I suppose by this question what you're asking is "what is the mechanism of emission of thermal radiation by a hot object?"
The answer to this is that there is, effectively, no one mechanism, because thermal motion is, in a sense, the "most random" motion that a physical system can possibly have. From a classical mechanical point of view, charged particles jostling around randomly will emit a random field of radiation as they produce small fluctuations in the field nearby to them, which then must, by Maxwell's equations, propagate outward as waves. At the surface, these waves are able to escape the object. If you want to think about this, think about dipping your fingers in water and then fluttering them around. There is no one type of motion that produces this radiation - rather, it is due to all of their non-linear, accelerated motions together which are disturbing the electromagnetic field.

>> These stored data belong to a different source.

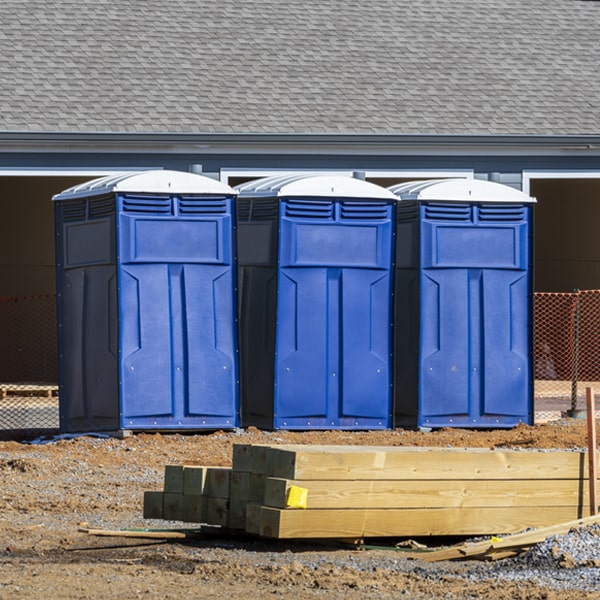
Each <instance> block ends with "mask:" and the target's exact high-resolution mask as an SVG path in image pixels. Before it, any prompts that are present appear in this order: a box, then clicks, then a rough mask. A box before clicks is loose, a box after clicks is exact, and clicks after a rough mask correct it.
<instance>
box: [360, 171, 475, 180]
mask: <svg viewBox="0 0 600 600" xmlns="http://www.w3.org/2000/svg"><path fill="white" fill-rule="evenodd" d="M365 177H368V178H374V177H378V178H382V179H383V178H386V179H387V178H389V177H400V178H402V179H412V178H414V179H449V178H461V177H464V178H465V179H473V178H474V177H475V171H474V170H473V169H437V170H433V169H369V170H366V171H365Z"/></svg>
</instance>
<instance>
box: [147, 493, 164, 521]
mask: <svg viewBox="0 0 600 600" xmlns="http://www.w3.org/2000/svg"><path fill="white" fill-rule="evenodd" d="M143 514H144V519H162V518H163V515H164V512H163V493H162V492H144V513H143Z"/></svg>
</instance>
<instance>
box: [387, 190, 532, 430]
mask: <svg viewBox="0 0 600 600" xmlns="http://www.w3.org/2000/svg"><path fill="white" fill-rule="evenodd" d="M389 189H390V191H392V192H394V193H395V194H396V195H397V196H398V198H399V199H400V202H399V203H398V207H397V225H396V227H397V239H398V244H397V252H396V271H395V275H396V288H395V289H396V293H395V295H396V313H395V354H396V359H395V376H394V405H395V419H396V421H395V422H396V425H398V426H415V425H416V426H424V427H473V428H477V427H481V428H502V427H512V426H515V425H517V424H518V423H528V424H531V423H532V422H533V380H532V339H533V338H532V307H533V289H532V285H533V284H532V279H533V273H532V271H533V269H532V231H533V228H532V217H533V206H534V204H533V203H534V202H535V200H534V199H533V198H530V197H529V196H527V195H526V194H523V193H522V192H520V191H518V190H515V189H513V188H510V187H508V186H504V185H500V184H497V183H492V182H487V181H481V180H472V179H449V180H436V181H420V182H413V183H405V184H399V185H397V186H393V187H391V188H389Z"/></svg>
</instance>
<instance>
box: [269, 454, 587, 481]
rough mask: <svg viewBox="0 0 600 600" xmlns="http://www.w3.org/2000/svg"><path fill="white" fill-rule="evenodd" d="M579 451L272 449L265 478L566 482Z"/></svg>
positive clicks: (573, 470)
mask: <svg viewBox="0 0 600 600" xmlns="http://www.w3.org/2000/svg"><path fill="white" fill-rule="evenodd" d="M584 456H585V454H584V453H583V452H570V451H553V450H545V451H535V450H514V451H513V450H489V449H483V448H412V447H400V448H397V447H394V448H391V447H379V448H378V447H372V446H371V447H359V446H314V447H310V446H295V447H294V446H277V447H275V446H273V447H270V448H268V449H267V472H268V475H269V476H272V477H279V478H283V479H297V480H311V479H329V480H348V479H352V480H357V479H369V480H371V479H409V480H417V479H419V480H424V479H425V480H426V479H431V480H435V479H460V480H464V479H490V480H492V479H510V480H516V479H523V480H531V479H572V478H579V477H586V474H585V469H584V463H585V460H584Z"/></svg>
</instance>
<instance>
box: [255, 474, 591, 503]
mask: <svg viewBox="0 0 600 600" xmlns="http://www.w3.org/2000/svg"><path fill="white" fill-rule="evenodd" d="M291 486H298V487H304V488H307V489H308V505H307V507H308V509H314V508H453V507H454V508H468V507H477V506H483V507H485V506H505V507H509V506H512V507H517V506H571V507H578V508H581V509H582V508H583V506H584V505H587V503H588V490H587V486H585V485H584V482H583V481H581V480H580V479H558V480H544V479H540V480H536V481H535V482H532V481H526V480H520V479H517V480H514V481H507V480H490V481H486V480H469V479H465V480H453V479H452V480H440V481H426V480H412V481H406V480H393V481H390V480H384V479H377V480H371V481H369V480H356V481H337V480H333V481H327V480H289V479H279V478H273V477H267V478H266V479H265V492H264V501H263V502H262V503H263V504H264V505H265V506H271V507H273V508H286V507H287V496H288V491H289V489H290V487H291Z"/></svg>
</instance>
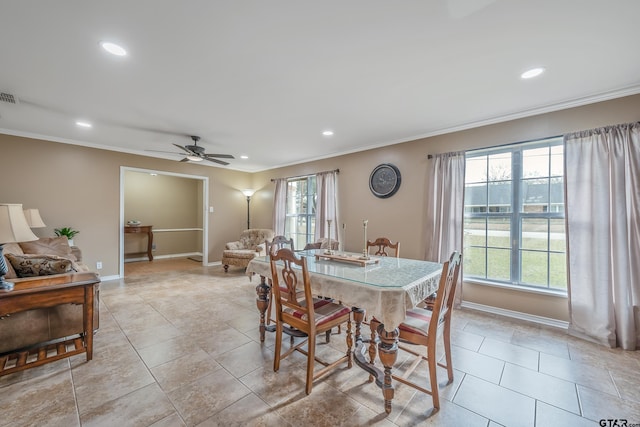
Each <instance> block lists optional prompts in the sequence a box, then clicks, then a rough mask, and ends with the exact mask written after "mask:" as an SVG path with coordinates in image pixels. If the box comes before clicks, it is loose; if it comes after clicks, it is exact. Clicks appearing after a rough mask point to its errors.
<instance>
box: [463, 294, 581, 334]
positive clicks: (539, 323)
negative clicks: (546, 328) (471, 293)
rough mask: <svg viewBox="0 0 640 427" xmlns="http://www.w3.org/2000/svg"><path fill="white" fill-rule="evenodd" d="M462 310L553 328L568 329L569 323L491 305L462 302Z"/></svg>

Of course, the prediction one derives if one takes this seriously is that the power actually ends up being effectively infinite - the famous "ultraviolet catastrophe" - and that's obviously garbage, so we need to talk about quantum mechanics. In the case of quantum mechanics, particles are more structured with regard to how their energies can change and this is what obviates the difficulty, but nonetheless again all possible transitions, which can result in the emission of a photon, are fair game and all of them will contribute radiation, just as all movements which in classical mechanics would result in emission are fair game in the classical scenario. This can include shell transitions, but also can include, and especially in metals, transitions in band levels as well.
In the most general sense, thermal emissions result from excitation of every single possible way that energy is capable of escaping from the system at a microscopic level - no, in fact, every possible way, period: in theory, they could even excite macroscopic escapes such as ejecting a portion of the material in a spontaneous self-fracturing, but the probabilities of these are incalculably small and thus, effectively, "suppressed". (The microscopic version of this - ejection of single atoms - does occur with relative frequency, and this results in evaporation.) This also even is not only how radiation is possible (thermal excitation of radiative escape paths) but also conduction, as well: such can be understood as thermal excitation of modes of escape where energy escapes by being kinetically transferred to neighboring matter.